ATLANTA CASUALTY COMPANY
v.
WILLIAMS.
52556.
Court of Appeals of Georgia.
Submitted September 13, 1976. Decided September 30, 1976.Carr G. Dodson, Rufus D. Sams, III, for appellant.
L. Z. Dozier, for appellee.
DEEN, Presiding Judge.
This is an action for recovery of the face amount of an automobile insurance policy, following loss by fire, where the appellant insurer defended on the ground of prior cancellation. The case was tried by the court without a jury and the judgment in favor of the insured was appealed to this court and reversed in Atlanta Cas. Co. v. Williams, 135 Ga. App. 562 (218 SE2d 282) on the sole ground that the trial court had failed to enter his findings of fact and conclusions of law in accordance with Code § 81A-152. The court thereafter entered a new judgment for the plaintiff based on adequate findings of fact and conclusions of law, and defendant again appeals. The transcript of evidence is identical in both cases.
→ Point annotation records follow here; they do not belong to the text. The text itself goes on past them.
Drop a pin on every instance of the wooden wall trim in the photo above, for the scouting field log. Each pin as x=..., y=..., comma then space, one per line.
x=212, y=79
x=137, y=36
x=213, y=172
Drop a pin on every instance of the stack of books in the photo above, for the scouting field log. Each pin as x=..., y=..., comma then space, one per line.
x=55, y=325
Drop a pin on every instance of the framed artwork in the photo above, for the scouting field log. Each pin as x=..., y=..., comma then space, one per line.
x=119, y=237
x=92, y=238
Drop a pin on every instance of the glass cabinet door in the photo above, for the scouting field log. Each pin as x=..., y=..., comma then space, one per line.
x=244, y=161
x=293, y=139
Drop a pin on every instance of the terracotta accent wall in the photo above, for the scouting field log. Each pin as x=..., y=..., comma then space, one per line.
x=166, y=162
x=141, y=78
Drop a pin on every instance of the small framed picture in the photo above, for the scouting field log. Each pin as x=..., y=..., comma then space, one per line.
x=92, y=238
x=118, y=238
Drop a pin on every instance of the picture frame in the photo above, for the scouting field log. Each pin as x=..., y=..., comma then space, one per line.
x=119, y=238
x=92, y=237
A ruling of the Court of Appeals in a case is binding in all subsequent proceedings in that case, whether in the trial court or in this court. Code Ann. § 81A-160 (h); Tingle v. Harvill, 230 Ga. 70 (195 SE2d 654). This court has held as to the transcript of evidence here involved that "the absence of direct evidence the mailing contained the notice [of cancellation] was sufficient to make a jury question as to the mailing of a notice of cancellation." Atlanta Cas. Co., supra, p. 564. This of course disposes of the appellant's third enumeration of error, which contends the evidence demands a finding that the policy was effectively canceled, since cancellation depends entirely on whether the notice to that effect was issued. The statement of facts in the amended judgment contains a finding, supported by the evidence, that the plaintiff did not receive the notice of cancellation, and that the insurer failed to show it gave a ten-day notice of cancellation. These are sufficient findings of fact, and accord with the *733 decision of this court in Atlanta Cas. Co., supra, in its statement that there was "no direct testimony that a notice of cancellation was in the envelope mailed" and accordingly "[t]he evidence did not demand a finding that a notice of cancellation was in the envelope addressed to the insured." The new judgment does contain findings of fact and separate conclusions of law based thereon, and thus meets the grounds of objection on which the case was reversed on its first appearance. Spivey v. Mayson, 124 Ga. App. 775 (186 SE2d 154).
Judgment affirmed. Quillian and Webb, JJ., concur.